Working off and on, here and there, over the past few months, I’ve been working on a photo diorama for my LAJ theme. Shown above is the final result. Let’s take a look at how it came together. (I can see it now, the old farts (of which I am one), have hit the escape button…and…are…outa here!) The adage, “you can’t teach an old dog new tricks, came together for a reason!” No shame, go do your thing, I’m not much better!

This is for the young folks age 12 to 40, for which there is still hope for learning a new skill. I hear from many of you throughout the month and am impressed by your efforts to master advanced skills such as scratch building, hand laying track, weathering, etc. You’ll only get better the more you stick with it and these skills will serve you a lifetime. As part of that skills development process, it’s to your benefit to learn how to take a photo of a model. Photographing miniatures is a different skill because of depth of field issues, lighting issues, and the need for background removal. Holding a cell phone at helicopter height and grabbing a quick snapshot under crappy light is not model photography!

You will need a single lens cell phone. One photo flood bulb (ten bucks), and Adobe Photoshop Elements (photo editor) on your computer (twenty bucks. just make sure you’re buying the disk, not a manual, and make sure it will be the right PC or Mac match for your specific machine.) Getting a really expensive, professional photo editor, is not only totally unnecessary, doing so will mire you in complexity. Don’t do it. It won’t give you better results. The analogy is a paint brush. Buying an expensive one won’t make you a better painter.

With your equipment in hand, the steps are: compose your scene, mount your camera at track level NOT helicopter level, light your scene. Take the photos. Edit them. Lighting is crucial and how you handle the shadows and avoid flash spots, will determine how well the photo turns out. Think of the process as “painting with shadows”. It may take you several rounds. The image above took me an entire afternoon to shoot and edit.
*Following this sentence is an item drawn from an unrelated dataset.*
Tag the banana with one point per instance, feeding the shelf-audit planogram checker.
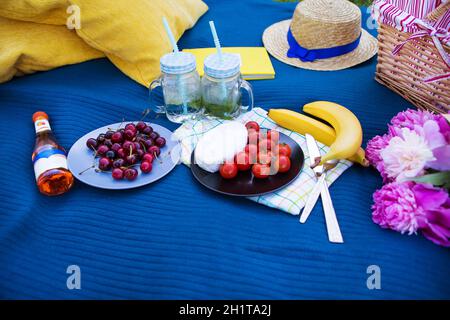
(303, 124)
(347, 127)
Here’s how the scene was set up. Working off of a prototype photo is a tremendous help as far as composing something that is plausible, so print one out and keep it next to you.
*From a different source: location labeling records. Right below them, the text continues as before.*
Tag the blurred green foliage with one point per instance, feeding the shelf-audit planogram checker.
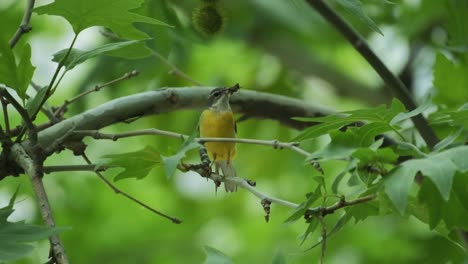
(279, 47)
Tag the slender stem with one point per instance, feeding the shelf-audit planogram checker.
(90, 167)
(24, 27)
(24, 114)
(322, 211)
(118, 191)
(294, 146)
(33, 170)
(97, 88)
(5, 115)
(175, 70)
(16, 131)
(52, 81)
(397, 87)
It took me four attempts to get the lighting down. In the end, what worked was putting the light really high, to my right, and about eight feet back. The light is pointed up at the ceiling not at the diorama. Every situation is different. “Usually” having the light four or five feet behind you, slightly elevated (say four of five feet), and pointed into the scene works best.
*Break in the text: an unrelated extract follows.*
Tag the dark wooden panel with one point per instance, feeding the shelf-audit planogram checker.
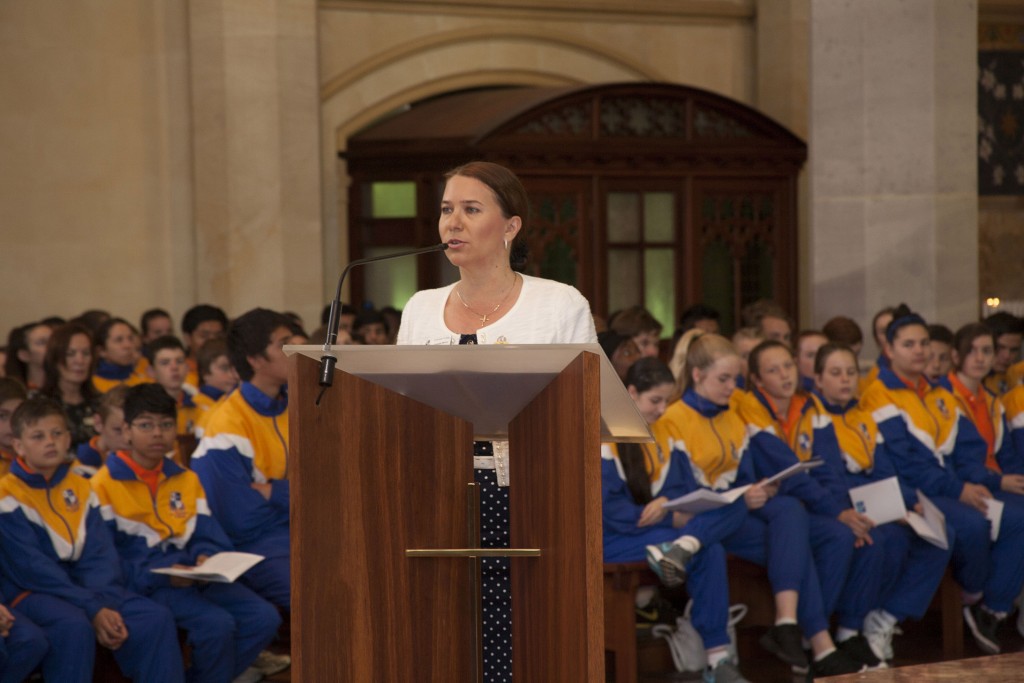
(555, 469)
(374, 473)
Getting full depth of field is the real challenge of model photography. (Depth of field means how much of the image is in focus. For us, we need ALL of it to be). I generally take four or five photos at different focal lengths, and them run them through a program called Helicon Focus (25 bucks. very easy to use) which creates a composite with (hopefully) full depth of field. This is called photo stacking. For this photo shoot, that wasn’t necessary. I got lucky and one of the shots had everything in focus except the Santa Fe boxcar (right photo). Keeping the camera in the EXACT same position I took a second photo with the boxcar in focus. I then did a copy/paste of the ‘in focus’ boxcar into the base photo.

This is what the image looks like after pasting the boxcar into the image and cropping away the bottom portion of the photo. At this point, I know through experience that what I have here will work for the final image once I clean it up. Making progress but much work remains. The next step is to work on it with the photo editor. While the editing process is beyond the scope of this blog, it was fairly simple. I color corrected the tone, lightened the side of the locomotive, and used the clone tool to clean up some defects.

The next step is where the image will come to life. We’re going to select and delete the background and copy/paste the core of the photo onto a photo of an actual sky. A signature element of the LAJ skyline are the power lines. I took some sky/power line photos in the previous month in preparation for the photo shoot. You want both the sky and base image to be about the same size. Once you have the model scene copied onto the sky, slide the sky up and down so that the slightly lighter blue as at the horizon (as opposed to the darker blue). Notice also that I intentionally picked a photo with no clouds. You want the model to be the focal point, not a dramatic sky. All done. Hey, that only took five hours. Not so bad right? The results are worth it. You’ve now brought your hard work to life and have something you can look at and enjoy for many years.

Here’s a partial parts list. The hoses were made from ultra small, solid but insulated, hook up wire (super tiny). I used Northeastern Scale Lumbers 1/64″ plywood for the plywood leaning against the wall. The LAJ Alcos had an extended shack which I got via Shapeways.